You are viewing a plain text version of this content. The canonical link for it is here.
Posted to solr-user@lucene.apache.org by Shamik Bandopadhyay <sh...@gmail.com> on 2014/12/11 01:56:25 UTC

Has anyone used Automatic Phrase Tokenization (AutoPhrasingTokenFilterFactory) ?

Hi,

  I'm trying to use AutoPhrasingTokenFilterFactory which seems to be a
great solution to our phrase query issues. But doesn't seem to work as
mentioned in the blog :

https://lucidworks.com/blog/automatic-phrase-tokenization-improving-lucene-search-precision-by-more-precise-linguistic-analysis/

The tokenizer is working as expected during query time, where it's
preserving the phrases as a single token based on the text file. Here's my
field definition :

<fieldType name="text_autophrase" class="solr.TextField"
positionIncrementGap="100">
<analyzer type="index">
<tokenizer class="solr.StandardTokenizerFactory" />
<filter class="solr.LowerCaseFilterFactory" />
<filter class="com.lucidworks.analysis.AutoPhrasingTokenFilterFactory"
phrases="autophrases.txt" includeTokens="true" />
<filter class="solr.StopFilterFactory" ignoreCase="true"
words="stopwords.txt" enablePositionIncrements="true" />
<filter class="solr.SynonymFilterFactory" synonyms="synonyms.txt"
ignoreCase="true" expand="true" />
<filter class="solr.KStemFilterFactory" />
</analyzer>
<analyzer type="query">
<tokenizer class="solr.StandardTokenizerFactory" />
<filter class="solr.LowerCaseFilterFactory" />
<filter class="solr.StopFilterFactory" ignoreCase="true"
            words="stopwords.txt" enablePositionIncrements="true" />
<filter class="solr.KStemFilterFactory" />
</analyzer>
</fieldType>

On analyzing, I can see the phrase "seat cushions" (defined in
autophrases.txt) is being indexed as "seat", "seat cushions" and "cushion".

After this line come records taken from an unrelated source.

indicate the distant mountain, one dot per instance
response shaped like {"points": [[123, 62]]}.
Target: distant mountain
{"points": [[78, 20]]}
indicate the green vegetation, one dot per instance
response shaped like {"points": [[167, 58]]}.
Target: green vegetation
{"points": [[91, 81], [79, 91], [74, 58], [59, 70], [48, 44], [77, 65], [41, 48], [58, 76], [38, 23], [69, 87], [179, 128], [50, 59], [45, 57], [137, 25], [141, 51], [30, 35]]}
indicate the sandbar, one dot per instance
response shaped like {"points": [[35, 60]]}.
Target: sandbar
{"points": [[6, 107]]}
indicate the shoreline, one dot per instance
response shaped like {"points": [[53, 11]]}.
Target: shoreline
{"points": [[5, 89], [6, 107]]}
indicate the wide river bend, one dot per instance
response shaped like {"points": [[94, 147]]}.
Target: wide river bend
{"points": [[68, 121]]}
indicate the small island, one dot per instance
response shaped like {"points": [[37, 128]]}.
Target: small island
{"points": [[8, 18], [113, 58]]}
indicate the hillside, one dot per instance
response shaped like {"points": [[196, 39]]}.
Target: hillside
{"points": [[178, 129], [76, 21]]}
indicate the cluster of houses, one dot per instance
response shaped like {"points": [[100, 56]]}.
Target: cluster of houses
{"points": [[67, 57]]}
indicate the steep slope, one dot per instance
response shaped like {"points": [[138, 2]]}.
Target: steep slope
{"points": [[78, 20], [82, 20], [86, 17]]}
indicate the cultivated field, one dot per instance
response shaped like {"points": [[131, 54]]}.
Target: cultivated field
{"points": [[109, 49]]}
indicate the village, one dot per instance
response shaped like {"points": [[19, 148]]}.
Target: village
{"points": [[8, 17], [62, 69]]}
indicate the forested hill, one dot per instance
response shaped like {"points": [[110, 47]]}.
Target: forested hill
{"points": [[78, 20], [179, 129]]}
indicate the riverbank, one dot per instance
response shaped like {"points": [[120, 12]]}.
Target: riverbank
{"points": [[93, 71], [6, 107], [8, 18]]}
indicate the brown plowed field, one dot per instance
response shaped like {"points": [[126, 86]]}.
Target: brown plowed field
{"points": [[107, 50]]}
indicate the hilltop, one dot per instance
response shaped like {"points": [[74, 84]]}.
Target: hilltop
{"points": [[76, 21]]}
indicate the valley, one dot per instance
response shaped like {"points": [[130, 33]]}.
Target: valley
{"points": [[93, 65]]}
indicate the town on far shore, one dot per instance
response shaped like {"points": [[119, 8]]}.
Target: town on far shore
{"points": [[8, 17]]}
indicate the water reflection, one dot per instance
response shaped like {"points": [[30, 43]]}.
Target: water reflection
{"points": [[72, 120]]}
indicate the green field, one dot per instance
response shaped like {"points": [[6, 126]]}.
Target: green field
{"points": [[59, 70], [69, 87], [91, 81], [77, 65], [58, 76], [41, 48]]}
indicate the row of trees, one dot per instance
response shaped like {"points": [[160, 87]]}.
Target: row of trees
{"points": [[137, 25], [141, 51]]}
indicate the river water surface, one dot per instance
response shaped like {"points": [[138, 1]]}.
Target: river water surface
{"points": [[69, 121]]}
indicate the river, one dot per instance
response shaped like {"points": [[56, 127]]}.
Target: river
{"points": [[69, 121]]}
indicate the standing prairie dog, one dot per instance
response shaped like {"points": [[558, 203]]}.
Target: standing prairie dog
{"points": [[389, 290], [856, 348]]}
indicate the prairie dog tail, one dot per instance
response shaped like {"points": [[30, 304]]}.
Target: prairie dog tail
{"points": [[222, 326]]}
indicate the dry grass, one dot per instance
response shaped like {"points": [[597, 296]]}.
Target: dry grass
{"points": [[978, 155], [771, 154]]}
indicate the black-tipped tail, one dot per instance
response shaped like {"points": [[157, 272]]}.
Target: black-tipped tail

The problem is during the query time. As per the blog, the request handler
needs to use a custom query parser to achieve the result. Here's my entry
in solrconfig.

<requestHandler name="/autophrase" class="solr.SearchHandler">
<lst name="defaults">
<!-- VelocityResponseWriter settings -->
<str name="wt">velocity</str>
<str name="v.template">browse</str>
<str name="v.layout">layout</str>
<str name="title">Solritas</str>

<str name="echoParams">explicit</str>
<int name="rows">10</int>
<str name="df">text</str>
<str name="defType">autophrasingParser</str>
</lst>
</requestHandler>

<queryParser name="autophrasingParser"
class="com.lucidworks.analysis.AutoPhrasingQParserPlugin" >
<str name="phrases">autophrases.txt</str>
</queryParser>

But if I query "seat cushions"  using this request handler, it's seemed to
be treating the query as two separate terms and returning all results
matching "seat" and "cushion". Not sure what I'm missing here. I'm using
Solr 4.10.

The other question I had is whether
"com.lucidworks.analysis.AutoPhrasingQParserPlugin" supports the edismax
features which is my default parser.

I'll appreciate if anyone provide their feedback.

-Thanks
Shamik